April 23, 2010

As season a Dutch oven

There are a handful of reasons need to a Dutch season oven before starting to cook it: < br > < li > forms a non interface on the pot. < / li > < li > it makes it easier to clean < / li > < li > extended the lifetime of the pot. < / li > < / ul > traditional Dutch ovens are cast iron and often are new with a thin wax and mineral oil feed to protect the pot against rust. This structure must be cleaned from the oven before the procedure starts spice. Remove the wax can be done with very hot water, SOAP and some steel wool.
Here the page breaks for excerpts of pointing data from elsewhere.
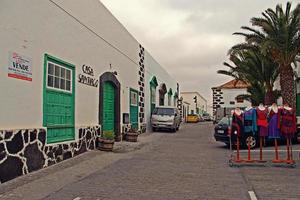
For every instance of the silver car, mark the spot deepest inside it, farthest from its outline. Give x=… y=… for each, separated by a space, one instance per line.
x=165 y=117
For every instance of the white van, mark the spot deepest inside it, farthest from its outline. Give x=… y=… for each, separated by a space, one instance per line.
x=165 y=117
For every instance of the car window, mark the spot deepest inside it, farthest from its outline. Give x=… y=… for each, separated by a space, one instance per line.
x=163 y=111
x=225 y=120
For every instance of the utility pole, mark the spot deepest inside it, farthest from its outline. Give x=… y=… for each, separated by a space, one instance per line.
x=195 y=100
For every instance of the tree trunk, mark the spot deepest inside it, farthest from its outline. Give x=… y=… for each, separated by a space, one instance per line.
x=287 y=85
x=269 y=97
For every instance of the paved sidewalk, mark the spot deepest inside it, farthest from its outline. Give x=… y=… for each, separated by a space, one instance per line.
x=39 y=184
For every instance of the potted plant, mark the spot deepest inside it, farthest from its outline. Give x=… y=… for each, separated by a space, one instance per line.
x=131 y=135
x=106 y=141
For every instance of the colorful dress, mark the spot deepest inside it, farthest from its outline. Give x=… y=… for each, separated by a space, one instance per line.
x=250 y=125
x=237 y=124
x=273 y=129
x=262 y=122
x=287 y=122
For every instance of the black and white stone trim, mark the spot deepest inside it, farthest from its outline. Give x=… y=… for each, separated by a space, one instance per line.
x=24 y=151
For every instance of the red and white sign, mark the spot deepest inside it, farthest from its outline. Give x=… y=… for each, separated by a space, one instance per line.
x=19 y=67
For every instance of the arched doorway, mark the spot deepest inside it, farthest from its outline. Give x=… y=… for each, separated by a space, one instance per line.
x=109 y=103
x=170 y=93
x=162 y=92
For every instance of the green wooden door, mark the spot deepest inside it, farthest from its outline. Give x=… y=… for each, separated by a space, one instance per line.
x=59 y=117
x=298 y=104
x=134 y=109
x=152 y=97
x=59 y=100
x=108 y=107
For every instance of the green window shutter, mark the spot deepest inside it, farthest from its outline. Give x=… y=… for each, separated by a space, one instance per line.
x=134 y=108
x=108 y=107
x=59 y=100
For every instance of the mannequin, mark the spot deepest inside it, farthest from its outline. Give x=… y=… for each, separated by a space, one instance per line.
x=262 y=124
x=237 y=129
x=273 y=130
x=287 y=117
x=250 y=126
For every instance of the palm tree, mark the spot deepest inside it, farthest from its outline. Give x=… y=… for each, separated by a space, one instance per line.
x=255 y=69
x=277 y=36
x=256 y=94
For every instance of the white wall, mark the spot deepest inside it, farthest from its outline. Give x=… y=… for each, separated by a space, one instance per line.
x=38 y=27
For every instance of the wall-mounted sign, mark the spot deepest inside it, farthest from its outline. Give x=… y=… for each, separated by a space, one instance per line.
x=86 y=78
x=19 y=67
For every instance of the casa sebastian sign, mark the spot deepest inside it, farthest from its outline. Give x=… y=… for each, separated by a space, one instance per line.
x=87 y=76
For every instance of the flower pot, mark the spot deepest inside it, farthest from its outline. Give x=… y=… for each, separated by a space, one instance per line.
x=105 y=144
x=131 y=137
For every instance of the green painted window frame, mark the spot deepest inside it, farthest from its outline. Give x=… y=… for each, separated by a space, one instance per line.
x=70 y=66
x=153 y=85
x=137 y=97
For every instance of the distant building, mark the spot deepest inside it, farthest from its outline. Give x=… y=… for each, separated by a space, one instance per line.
x=197 y=103
x=224 y=96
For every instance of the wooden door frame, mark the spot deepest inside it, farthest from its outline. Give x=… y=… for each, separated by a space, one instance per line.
x=134 y=90
x=109 y=76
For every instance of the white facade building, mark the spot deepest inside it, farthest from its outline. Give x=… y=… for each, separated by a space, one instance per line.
x=224 y=96
x=198 y=107
x=69 y=71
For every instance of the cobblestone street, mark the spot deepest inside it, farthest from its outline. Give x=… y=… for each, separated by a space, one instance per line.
x=186 y=165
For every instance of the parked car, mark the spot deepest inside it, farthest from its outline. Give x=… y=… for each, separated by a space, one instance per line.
x=165 y=117
x=206 y=117
x=221 y=134
x=192 y=118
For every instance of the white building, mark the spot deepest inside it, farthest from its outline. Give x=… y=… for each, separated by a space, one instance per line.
x=225 y=96
x=197 y=103
x=69 y=71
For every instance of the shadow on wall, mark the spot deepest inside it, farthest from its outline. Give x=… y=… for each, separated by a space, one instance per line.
x=24 y=151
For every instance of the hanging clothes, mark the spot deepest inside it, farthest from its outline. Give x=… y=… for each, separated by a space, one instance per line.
x=237 y=124
x=273 y=130
x=250 y=125
x=262 y=122
x=287 y=122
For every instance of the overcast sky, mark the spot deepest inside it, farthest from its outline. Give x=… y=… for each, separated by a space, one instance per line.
x=189 y=38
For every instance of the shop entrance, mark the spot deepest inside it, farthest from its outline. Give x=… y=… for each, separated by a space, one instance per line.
x=134 y=109
x=108 y=107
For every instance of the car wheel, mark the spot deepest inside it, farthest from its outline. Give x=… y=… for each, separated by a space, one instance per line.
x=250 y=140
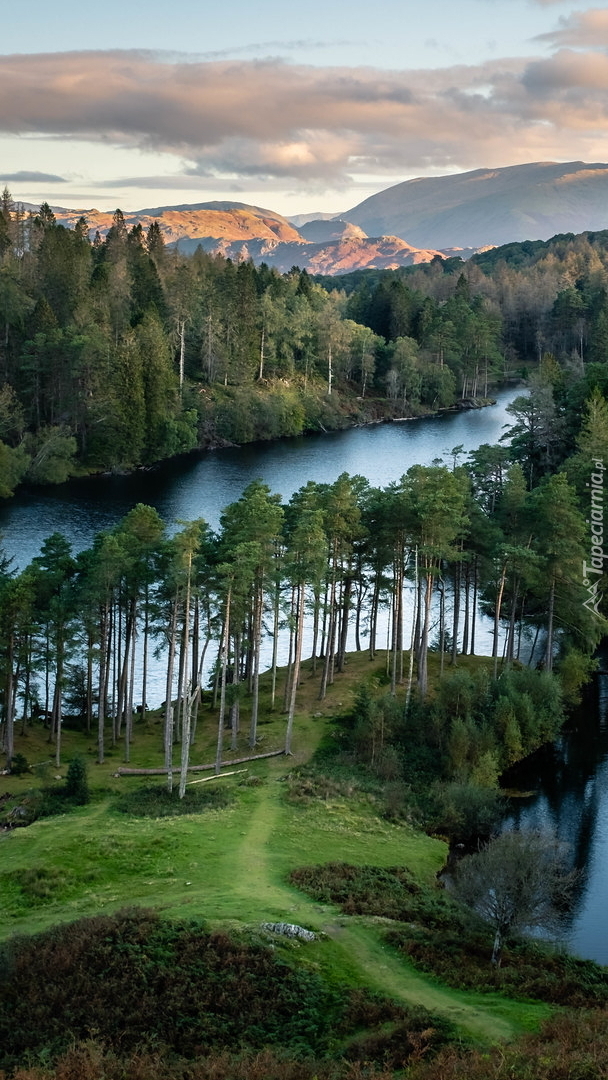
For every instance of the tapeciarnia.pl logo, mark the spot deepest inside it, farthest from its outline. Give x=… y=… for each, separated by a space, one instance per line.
x=593 y=571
At the beginning of the ripening process you must the lid and heat first pot. When it is heated are coated pot and cover with a thin layer grease onto the inner surface. The reduction is tend to be most effective.

Then take heat your pot at a temperature of at least two hundred degrees Celsius. Next you set to Dutch oven upside down on the grill with a tray catch oil from speed below the melting temperature. Let the pot "Cook" like this, for two hours. Turn at the end of 2 hours, turn off the oven and the to cool where Dutch oven. As soon as it cooled and back to room temperature take it on the same bold coating and warming. This process should be done, three times. More than ever it is sleeker of Dutch oven fired surface.

If your furnace is tiny or fit for this activity, do the same process over an open fire or Grill. The only drawback of this plan would ensure that rotate the pot so evenly heated. This process should also always the pot from grill, but if rusts in some occur you simply comb which take parts of the Pan and dealing with the lard and heating process as necessary.